Further, the connection position between one end of the bypass flow path L3 and the base gas supply flow path L1 is not particularly limited. However, it is preferable that one end of the bypass flow path L3 is connected to the base gas supply flow path L1 so as to be connected to a position close to the base gas supply source. With this structure, it is possible to prevent impurities from being mixed into the calibration gas when the calibration gas flows through the base gas supply channel L1.
Furthermore, a pressure regulator (not shown) may be provided in the bypass channel L3.

(Branch channel L4)
One end of the branch flow path L4 is connected to the source gas supply flow path L2 on the secondary side (downstream side) of the mass flow controller 11, and the other end is connected to an exhaust duct (not shown). In the branch flow path L4, an automatic valve (second on-off valve) 15 and a mass flow meter 16 are sequentially provided from the upstream side to the downstream side.

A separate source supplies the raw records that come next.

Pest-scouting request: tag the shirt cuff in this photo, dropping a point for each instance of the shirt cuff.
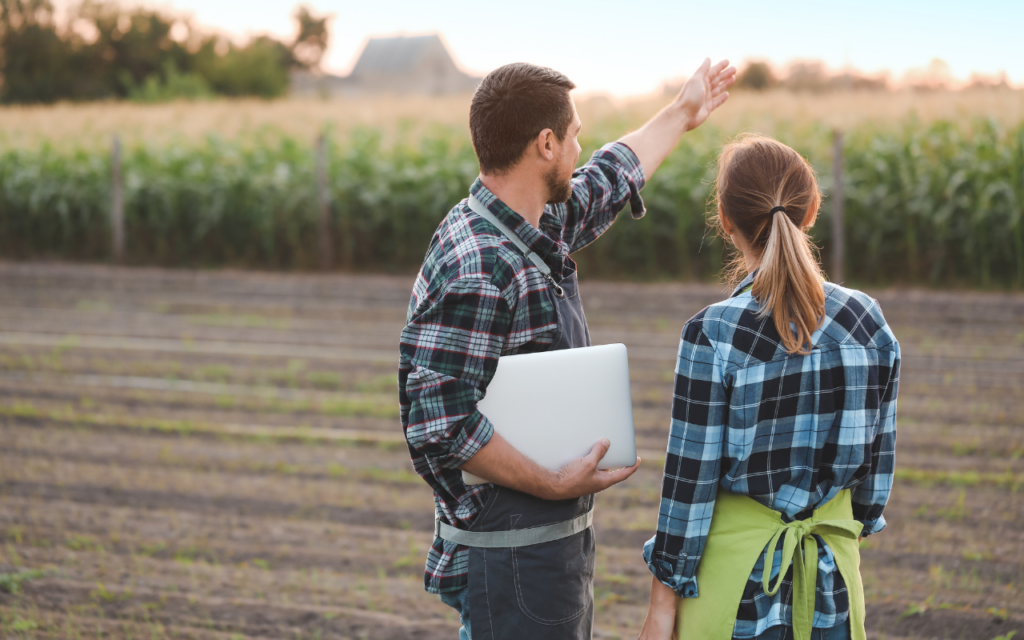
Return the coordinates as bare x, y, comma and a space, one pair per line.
624, 156
873, 526
476, 432
666, 573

The automatic valve 15 is closed when the hydrogen selenide mixed gas is produced, and is opened when the production of the hydrogen selenide mixed gas is stopped. When the automatic valve 15 is open (when the hydrogen selenide mixed gas is stopped), the calibration gas passes from the base gas supply channel L1 to the branch channel L4 via the bypass channel L3 and the source gas supply channel L2. Supplied to.
During the production of the hydrogen selenide mixed gas, the branch flow path L4 and the raw material gas supply flow path L2 are shut off by the automatic valve 15. In addition, when the production of the hydrogen selenide mixed gas is stopped, the branch flow path L4 and the raw material gas supply flow path L2 are not shut off by the automatic valve 15, that is, communicated. During the production of the hydrogen selenide mixed gas, the branch flow path L4 and the raw material gas supply flow path L2 are blocked, so that the hydrogen selenide gas does not flow on the secondary side of the automatic valve 15 of the branch flow path L4.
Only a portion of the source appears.